Bugs with end of file detection
Closed this issue · 1 comments
I found a strange behavior with #'\\Z'
, I wonder if it is a bug.
((insta/parser
"Paragraph = NonBlankLine+ BlankLine+
BlankLine = #'[ \\t]'* EOL
NonBlankLine = #'\\S'+ EOL
EOL = (#'\\n' | EOF)
EOF = #'\\Z'")
"abc\ndef\n")
;; The "end of file" is matched before "\n" in the parsed result.
=>
[:Paragraph
[:NonBlankLine "a" "b" "c" [:EOL "\n"]]
[:NonBlankLine "d" "e" "f" [:EOL [:EOF ""]]] ; <-- here
[:BlankLine [:EOL "\n"]]] ; <-- and here
This other approach which uses the negative lookahead does put the "\n"
in the right place in the result, but there is another problem: The BlankLine
is missing in the result. That may be a bug of instaparse.
((insta/parser
"Paragraph = NonBlankLine+ BlankLine+
BlankLine = #'[ \\t]'* EOL
NonBlankLine = #'\\S'+ EOL
EOL = (#'\\n' | EOF)
EOF = !#'.'")
"abc\ndef\n")
=>
[:Paragraph [:NonBlankLine "a" "b" "c" [:EOL "\n"]]
[:NonBlankLine "d" "e" "f" [:EOL "\n"]]]
;; There is no BlankLine anymore in the result, but parser says it matches.
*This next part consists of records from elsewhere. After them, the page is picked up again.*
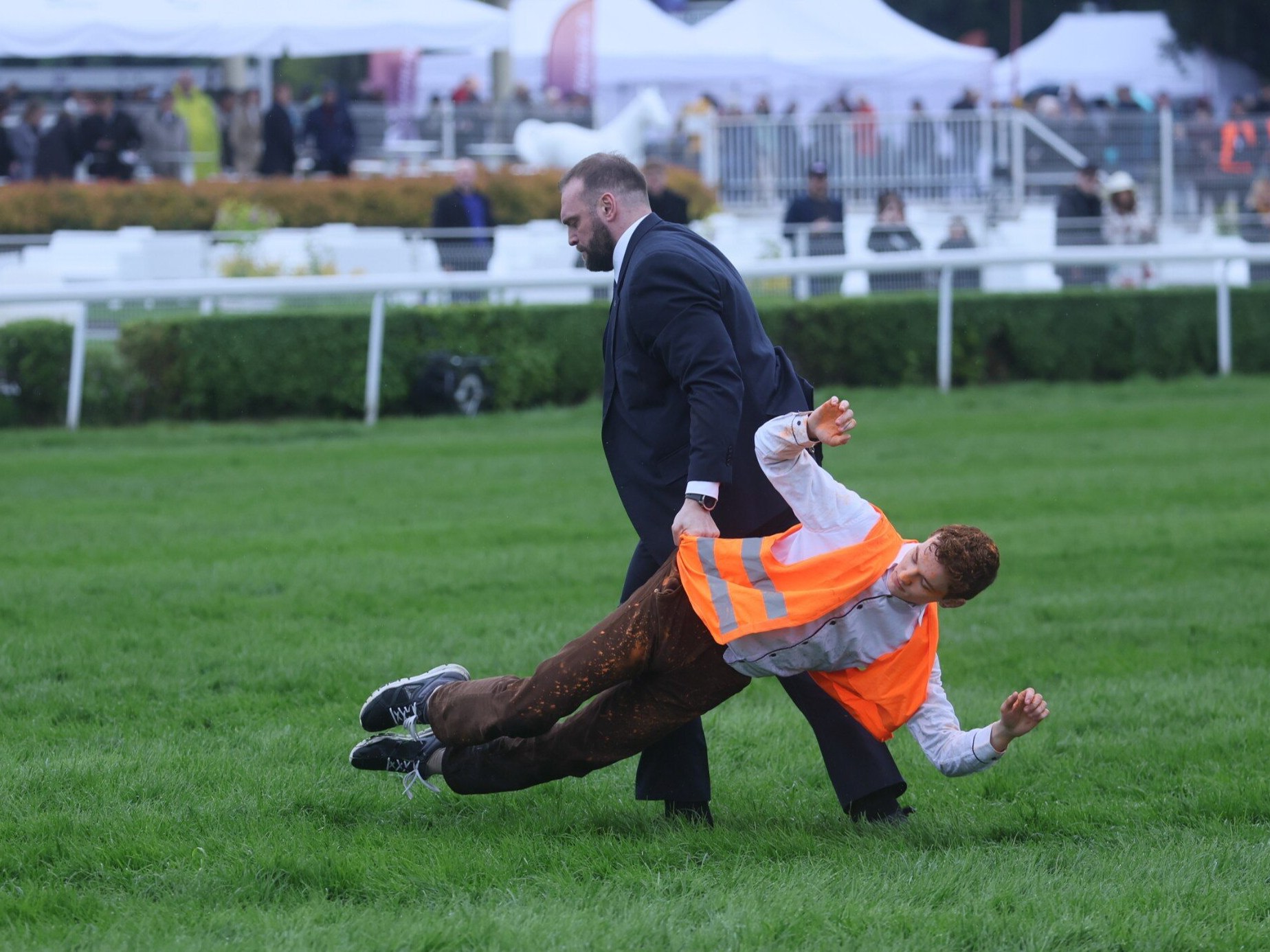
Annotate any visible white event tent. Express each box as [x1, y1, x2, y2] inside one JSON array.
[[419, 0, 996, 122], [0, 0, 508, 58], [693, 0, 996, 112], [993, 12, 1256, 108]]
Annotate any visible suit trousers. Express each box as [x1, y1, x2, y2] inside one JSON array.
[[623, 515, 908, 811], [428, 556, 749, 793]]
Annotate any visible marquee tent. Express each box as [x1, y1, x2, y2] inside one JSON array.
[[993, 12, 1256, 104], [676, 0, 996, 112], [419, 0, 994, 122], [0, 0, 508, 58]]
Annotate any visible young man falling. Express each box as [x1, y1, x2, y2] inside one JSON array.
[[349, 397, 1049, 812]]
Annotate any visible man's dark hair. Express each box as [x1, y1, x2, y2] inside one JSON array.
[[878, 189, 904, 214], [933, 525, 1001, 600], [560, 152, 647, 196]]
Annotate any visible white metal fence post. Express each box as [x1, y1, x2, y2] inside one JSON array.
[[935, 268, 952, 394], [366, 291, 383, 427], [794, 226, 812, 301], [66, 308, 88, 430], [1216, 262, 1232, 377], [441, 96, 456, 159], [1159, 105, 1174, 221], [1007, 109, 1027, 211]]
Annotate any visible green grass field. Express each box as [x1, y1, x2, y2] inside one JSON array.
[[0, 378, 1270, 949]]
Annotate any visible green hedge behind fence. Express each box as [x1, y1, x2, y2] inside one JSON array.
[[0, 286, 1270, 425]]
I am using the version 1.4.9
of instaparse.
In general, I've never used #"\Z". I don't offhand see how it would be useful, since instaparse is always going to try to match against the whole string anyway.
:
But if that's what you want to do, I think you want to make the Z
a lower-case z
.
https://stackoverflow.com/questions/2707870/whats-the-difference-between-z-and-z-in-a-regular-expression-and-when-and-how
The upper-case one matches both before and after the final newline character. That's Java (and therefore Clojure) behavior:
> (re-seq #"\Z" "\n")
("" "")
Some other options available to you are:
- Don't put the EOF inside of EOL. Instead, do
Paragraph = NonBlankLine+ BlankLine+ EOF
- Stick your own unique character at the end of the string before parsing, and match against that as your EOF.
As for the negative lookahead example, there's nothing in your grammar to force that it must end with an EOF, so the parse it produced is perfectly valid. Also, watch out: in Java/Clojure the default behavior of #"." is that the . isn't matched by newline characters.